Çin ve Türkiye'nin yolları sadece Asya kıtasında kesişmiyor, Önen üçüncü ülkelerde de işbirliği yürüttüklerini ifade ediyor.

"Ben Türkiye ile Çin'i sınır komşuları olarak telakki ediyorum. Kuzey Afrika'ya, hatta Afrika geneline baktığınız zaman, Türkiye'nin çok ciddi yatırımları, Çin'in de çok büyük yatırımları var. Bizim üçüncü ülkeler üzerinden de ittifaklarımız var. Globalleşen dünyada ben Çin'i sınır komşumuz olarak görüyorum. Biz Türk-Çin ilişkileri özelinde konuşuyoruz ama aslında bu projeyle 60 ülkenin birbiriyle ilişkilerinden ve aralarındaki yatırım fırsatlarından da bahsediyoruz."

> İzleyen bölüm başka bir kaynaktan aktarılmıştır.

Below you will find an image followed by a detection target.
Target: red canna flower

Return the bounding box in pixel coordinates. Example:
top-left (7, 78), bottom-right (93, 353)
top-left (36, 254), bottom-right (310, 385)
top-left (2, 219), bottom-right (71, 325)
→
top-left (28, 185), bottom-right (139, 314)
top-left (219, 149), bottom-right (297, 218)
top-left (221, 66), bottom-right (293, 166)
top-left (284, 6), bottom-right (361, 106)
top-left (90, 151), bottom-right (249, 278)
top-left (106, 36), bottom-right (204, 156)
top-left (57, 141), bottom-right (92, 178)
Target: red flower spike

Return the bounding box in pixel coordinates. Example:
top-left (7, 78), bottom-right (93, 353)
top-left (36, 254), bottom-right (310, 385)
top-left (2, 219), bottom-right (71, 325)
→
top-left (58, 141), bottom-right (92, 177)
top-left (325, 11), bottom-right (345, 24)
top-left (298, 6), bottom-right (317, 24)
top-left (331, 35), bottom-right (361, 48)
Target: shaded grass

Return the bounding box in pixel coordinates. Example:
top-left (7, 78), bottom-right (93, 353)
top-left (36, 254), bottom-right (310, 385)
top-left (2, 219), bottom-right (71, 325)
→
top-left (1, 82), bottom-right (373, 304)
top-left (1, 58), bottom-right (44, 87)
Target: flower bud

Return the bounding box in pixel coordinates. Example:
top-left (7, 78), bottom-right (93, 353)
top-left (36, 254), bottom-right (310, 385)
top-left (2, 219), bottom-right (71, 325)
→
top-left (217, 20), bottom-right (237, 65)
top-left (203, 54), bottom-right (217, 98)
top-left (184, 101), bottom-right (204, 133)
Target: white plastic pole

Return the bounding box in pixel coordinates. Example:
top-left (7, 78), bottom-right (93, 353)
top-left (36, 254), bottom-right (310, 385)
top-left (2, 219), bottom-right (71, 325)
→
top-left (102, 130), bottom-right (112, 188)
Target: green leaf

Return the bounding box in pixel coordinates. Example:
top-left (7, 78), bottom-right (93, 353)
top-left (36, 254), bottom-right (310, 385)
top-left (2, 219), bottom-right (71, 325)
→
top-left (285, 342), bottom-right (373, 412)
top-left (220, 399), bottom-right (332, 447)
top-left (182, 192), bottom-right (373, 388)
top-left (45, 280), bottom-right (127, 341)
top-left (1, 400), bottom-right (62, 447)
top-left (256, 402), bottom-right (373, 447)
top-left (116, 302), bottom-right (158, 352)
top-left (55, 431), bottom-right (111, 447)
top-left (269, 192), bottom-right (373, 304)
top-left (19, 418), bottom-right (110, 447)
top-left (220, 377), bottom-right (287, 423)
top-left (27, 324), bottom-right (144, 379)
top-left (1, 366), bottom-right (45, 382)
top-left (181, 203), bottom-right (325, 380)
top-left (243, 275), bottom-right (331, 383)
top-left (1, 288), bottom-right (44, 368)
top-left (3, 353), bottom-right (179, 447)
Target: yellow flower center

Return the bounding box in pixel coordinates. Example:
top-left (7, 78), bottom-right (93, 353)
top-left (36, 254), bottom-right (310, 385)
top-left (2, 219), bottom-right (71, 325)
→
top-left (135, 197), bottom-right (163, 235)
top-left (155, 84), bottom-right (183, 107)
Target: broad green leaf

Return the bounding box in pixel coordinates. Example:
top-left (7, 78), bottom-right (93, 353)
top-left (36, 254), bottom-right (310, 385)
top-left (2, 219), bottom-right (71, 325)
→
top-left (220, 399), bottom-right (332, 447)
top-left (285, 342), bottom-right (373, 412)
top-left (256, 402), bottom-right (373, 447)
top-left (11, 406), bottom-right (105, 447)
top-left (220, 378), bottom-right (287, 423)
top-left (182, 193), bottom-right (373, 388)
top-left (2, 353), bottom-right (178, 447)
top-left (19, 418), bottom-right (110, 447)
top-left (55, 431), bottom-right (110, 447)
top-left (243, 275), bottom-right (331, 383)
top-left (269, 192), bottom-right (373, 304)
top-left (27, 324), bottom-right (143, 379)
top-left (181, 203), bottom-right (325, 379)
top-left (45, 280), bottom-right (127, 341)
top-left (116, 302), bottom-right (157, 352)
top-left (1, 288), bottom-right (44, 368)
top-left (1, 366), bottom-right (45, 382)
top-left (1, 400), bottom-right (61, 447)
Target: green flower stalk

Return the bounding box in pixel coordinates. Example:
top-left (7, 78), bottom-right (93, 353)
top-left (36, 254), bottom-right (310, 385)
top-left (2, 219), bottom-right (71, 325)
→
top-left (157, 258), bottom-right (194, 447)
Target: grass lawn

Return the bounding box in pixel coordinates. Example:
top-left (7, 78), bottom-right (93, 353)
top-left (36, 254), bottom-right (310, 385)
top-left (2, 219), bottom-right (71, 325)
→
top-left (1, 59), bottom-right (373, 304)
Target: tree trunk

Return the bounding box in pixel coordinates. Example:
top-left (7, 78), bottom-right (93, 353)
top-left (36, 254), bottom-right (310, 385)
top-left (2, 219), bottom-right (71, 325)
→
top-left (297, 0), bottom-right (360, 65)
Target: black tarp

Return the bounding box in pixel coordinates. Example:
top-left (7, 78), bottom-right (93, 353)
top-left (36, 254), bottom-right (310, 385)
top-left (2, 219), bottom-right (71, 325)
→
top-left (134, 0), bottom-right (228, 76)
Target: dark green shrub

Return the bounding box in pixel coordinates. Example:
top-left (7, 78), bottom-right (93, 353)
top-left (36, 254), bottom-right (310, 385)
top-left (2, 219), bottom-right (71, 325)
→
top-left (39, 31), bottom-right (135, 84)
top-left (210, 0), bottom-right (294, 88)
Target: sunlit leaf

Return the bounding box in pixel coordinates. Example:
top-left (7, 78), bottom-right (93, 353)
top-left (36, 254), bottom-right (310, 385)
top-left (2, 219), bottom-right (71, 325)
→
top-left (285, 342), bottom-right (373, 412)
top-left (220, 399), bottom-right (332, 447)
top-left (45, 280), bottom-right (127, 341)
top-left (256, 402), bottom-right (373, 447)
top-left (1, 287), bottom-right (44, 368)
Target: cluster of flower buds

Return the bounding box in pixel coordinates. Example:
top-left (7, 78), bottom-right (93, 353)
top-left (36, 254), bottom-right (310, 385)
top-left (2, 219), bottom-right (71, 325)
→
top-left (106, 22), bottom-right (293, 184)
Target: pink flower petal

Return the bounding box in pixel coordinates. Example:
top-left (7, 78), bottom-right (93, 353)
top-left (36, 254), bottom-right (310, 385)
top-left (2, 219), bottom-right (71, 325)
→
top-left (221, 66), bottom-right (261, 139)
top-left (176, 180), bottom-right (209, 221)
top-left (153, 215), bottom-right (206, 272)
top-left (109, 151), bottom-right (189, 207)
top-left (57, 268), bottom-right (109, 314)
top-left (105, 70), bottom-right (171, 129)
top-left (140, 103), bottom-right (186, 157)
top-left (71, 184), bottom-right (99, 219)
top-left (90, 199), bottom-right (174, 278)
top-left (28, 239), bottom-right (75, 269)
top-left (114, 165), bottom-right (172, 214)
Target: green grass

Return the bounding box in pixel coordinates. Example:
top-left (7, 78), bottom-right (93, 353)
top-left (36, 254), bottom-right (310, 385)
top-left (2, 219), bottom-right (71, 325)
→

Çin'de Türkiye'nin görünürlüğü artacak

Türkiye'nin Çin'de kurumsal varlığını artırma hedefleri var. Öncelikli hedeflerden biri Çin'de bir Yunus Emre Enstitüsü açılması. Mayıs 2017'de bu konuyla ilgili anlaşma iki devlet başkanı tarafından imzalandı, konu kısa süre önce TBMM dış ilişkiler komisyonundan geçti. Önen, Çin'de bu konunun takipçisi olduklarını ve sürecin hızlandırılması için uğraştıklarını belirtiyor. "2018'de Yunus Emre'yi açarsak çok mutlu olacağız, çok önemli bir kazanım olacağını düşünüyorum" diyor Önen.

TRT'nin Çin'de adeta bir üs kurmasını hedeflediklerini ve bir ticaret odası açılmasını önemli bir görev olarak gördüklerini kaydeden Önen, Başbakanlık Yatırım Destek ve Tanıtım Ajansı ofisinin de burada açılmasını istediklerini kaydetti. Önen, Türkiye'nin kurum ve kuruluşları Çin'de ne kadar artarsa, ülkenin etkinliğinin de o denli artacağı görüşünde.

"Nere gitsem Türkçe konuşan Çinli yetkiler görüyorum"

Büyükelçi Önen, iki ülkenin, birbirlerinin dilini ve kültürünü iyi tanıyan gençler yetiştirmesinin elzem olduğunu belirtiyor. Çin Dışişleri Bakanlığı ve Çin Komünist Partisi'ne yaptığı ziyaretlerde, kendisini çok iyi Türkçe konuşan yetkililerin karşıladığına dikkat çeken Önen, bundan çok etkilendiğini, Türkiye'nin de Çinli misafirlerine kendi lisanında hitap edecek insanlar yetiştirmesi gerektiğini kaydediyor.

Röportajımızın ardından, sefaret bahçesinde kısa bir yürüyüş yapıyoruz. Bu kış Beijing'de havanın temiz olmasından duyduğu memnuniyeti ifade ediyor Önen. Boş vakitlerinde neler yaptığını, şehrin hangi bölgelerinde vakit geçirmekten keyif aldığını soruyorum. "Açıkçası boş vaktim olmuyor" diyor, "Her Cuma günü, Pekin'in farklı bir camisini görmeye çalışıyorum, birazdan da 400 yıllık tarihi olan bir camiye gideceğiz."